Before I’m accused of inventing the next wave of evil (again) these aren’t new ideas. Just like John Anderson walking through the shopping mall in Spielberg’s Minority Report or someone standing in Walgreens in front of a ‘Cooler Screens’ display your face has become a commodity, your face has become your store loyalty card.
Don’t believe me? This is where the Domains19 demos come in. I’ve already written about McFlyify which is a Google Cloud Vision experiment to illustrate face detection. As part of this demo the user gets to see some of the data Google returns for a picture of your face. As well as the data points often used to fingerprint your face, Google’s Vision API also returns the probability of emotions and sentiment.
To illustrate this type of data I’ve created ‘Domain Invaders’. This is another Google Vision experiment that detects faces in an image and overlays a Space Invader alien to highlight your level of detected happiness (green likely to be happy, red if not). Like McFlyify it seemed rude not to have a site that lets you do this as an animated gif.
‘Domain Invaders’ is my light hearted take on already proposed lecture surveillance systems. One of the scary things is ‘Domain Invaders’ took me about 4 hours to code and Google give you 1,000 free image requests per month and after that only costs $0.0015 per image.

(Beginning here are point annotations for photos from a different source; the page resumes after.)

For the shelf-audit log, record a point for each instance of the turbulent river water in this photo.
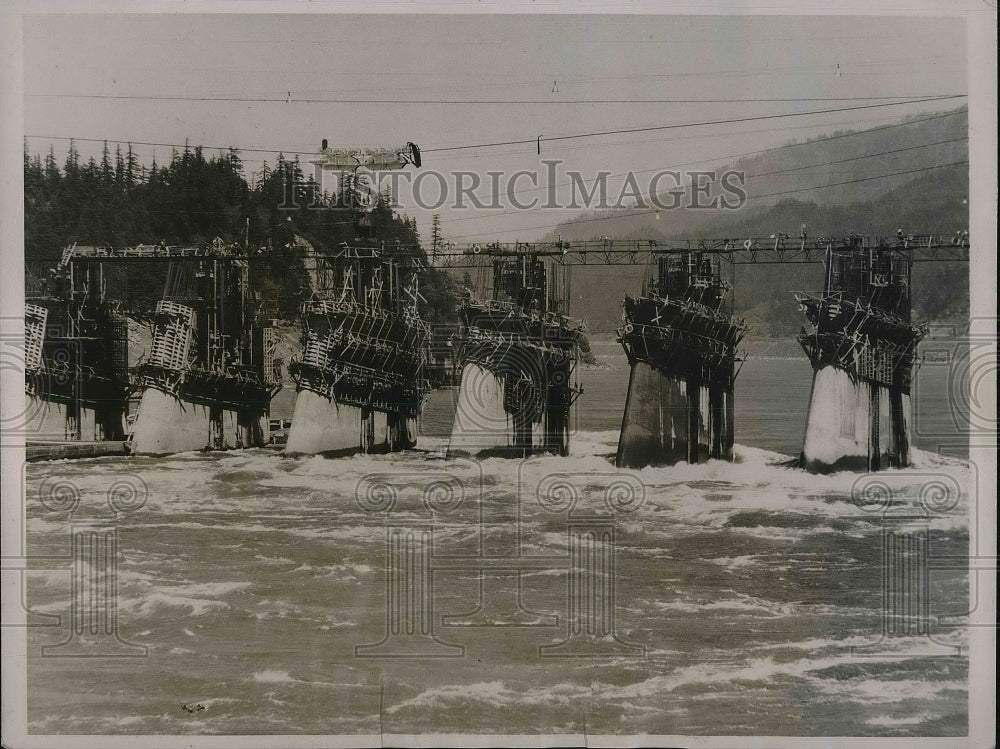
(743, 598)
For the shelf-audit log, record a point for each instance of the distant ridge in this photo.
(930, 201)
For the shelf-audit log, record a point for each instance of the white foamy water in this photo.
(754, 590)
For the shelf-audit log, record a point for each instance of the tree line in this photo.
(194, 199)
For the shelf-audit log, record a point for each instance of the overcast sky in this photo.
(549, 61)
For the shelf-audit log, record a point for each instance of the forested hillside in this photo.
(920, 201)
(192, 200)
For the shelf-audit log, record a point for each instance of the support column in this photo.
(481, 423)
(656, 422)
(321, 425)
(837, 428)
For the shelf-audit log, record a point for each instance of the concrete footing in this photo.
(854, 425)
(322, 425)
(669, 420)
(482, 427)
(168, 424)
(54, 420)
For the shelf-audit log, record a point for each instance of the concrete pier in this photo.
(862, 347)
(670, 420)
(321, 425)
(166, 423)
(481, 424)
(854, 425)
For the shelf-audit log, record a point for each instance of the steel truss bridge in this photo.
(775, 249)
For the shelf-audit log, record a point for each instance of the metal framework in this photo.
(777, 248)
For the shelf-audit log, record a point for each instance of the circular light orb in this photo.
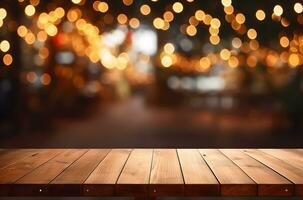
(145, 9)
(260, 15)
(252, 34)
(29, 10)
(178, 7)
(278, 10)
(298, 8)
(4, 46)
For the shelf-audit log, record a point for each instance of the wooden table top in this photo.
(151, 172)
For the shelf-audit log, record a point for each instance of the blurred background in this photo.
(151, 73)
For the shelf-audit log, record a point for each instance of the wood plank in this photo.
(198, 178)
(290, 172)
(134, 178)
(51, 169)
(13, 172)
(233, 181)
(69, 182)
(288, 156)
(269, 182)
(166, 176)
(102, 180)
(11, 156)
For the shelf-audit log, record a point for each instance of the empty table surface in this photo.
(151, 172)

The final piece I produced was inspired by a conversation with Jim. When explaining the capabilities of some of the facial recognition system I described it as the scene from Minority Report but instead of iris scanning your face would be used to target advertising (I also highlighted that John could have saved a lot of trouble if he just wore sunglasses … but I guess these are outlawed in 2054). I went on to explain to Jim that actually a number of facial recognition services can detect sunglasses. Jim being Jim the conversation naturally led on to John Carpenter’s 1988 action horror sci-fi thriller ‘They Live’ in which:
Nada, a down-on-his-luck construction worker, discovers a pair of special sunglasses. Wearing them, he is able to see the world as it really is: people being bombarded by media and government with messages like “Stay Asleep”, “No Imagination”, “Submit to Authority”. Even scarier is that he is able to see that some usually normal-looking people are in fact ugly aliens in charge of the massive campaign to keep humans subdued. – Melissa Portell IMDb
The ‘They Live’ generator is a Kairos experiment that lets you relive the seminal moment when Nada walks down the L.A street and the real truth is revealed. As well as letting people see how reliable Kairos is at detecting if you are wearing sunglasses the experiment also lets you see the other demographic data returned including age, gender and ethnicity … and again because it’s Domains letting you make an animated gif:
[The reason I chose to use Kairos instead of one of the other services that can return this type of data is publicly they have stated that they won’t make their service available for government surveillance.]
If you are interested in my full Domains19 talk here is the slide deck (not CCing this one as there is a lot of ‘fair use’ content but you are more than welcome to re-purpose any of it), and a recording is on YouTube.
Hopefully more on my Domains19 experience to follow hopefully including how I VJ’d my talk (recording available soon).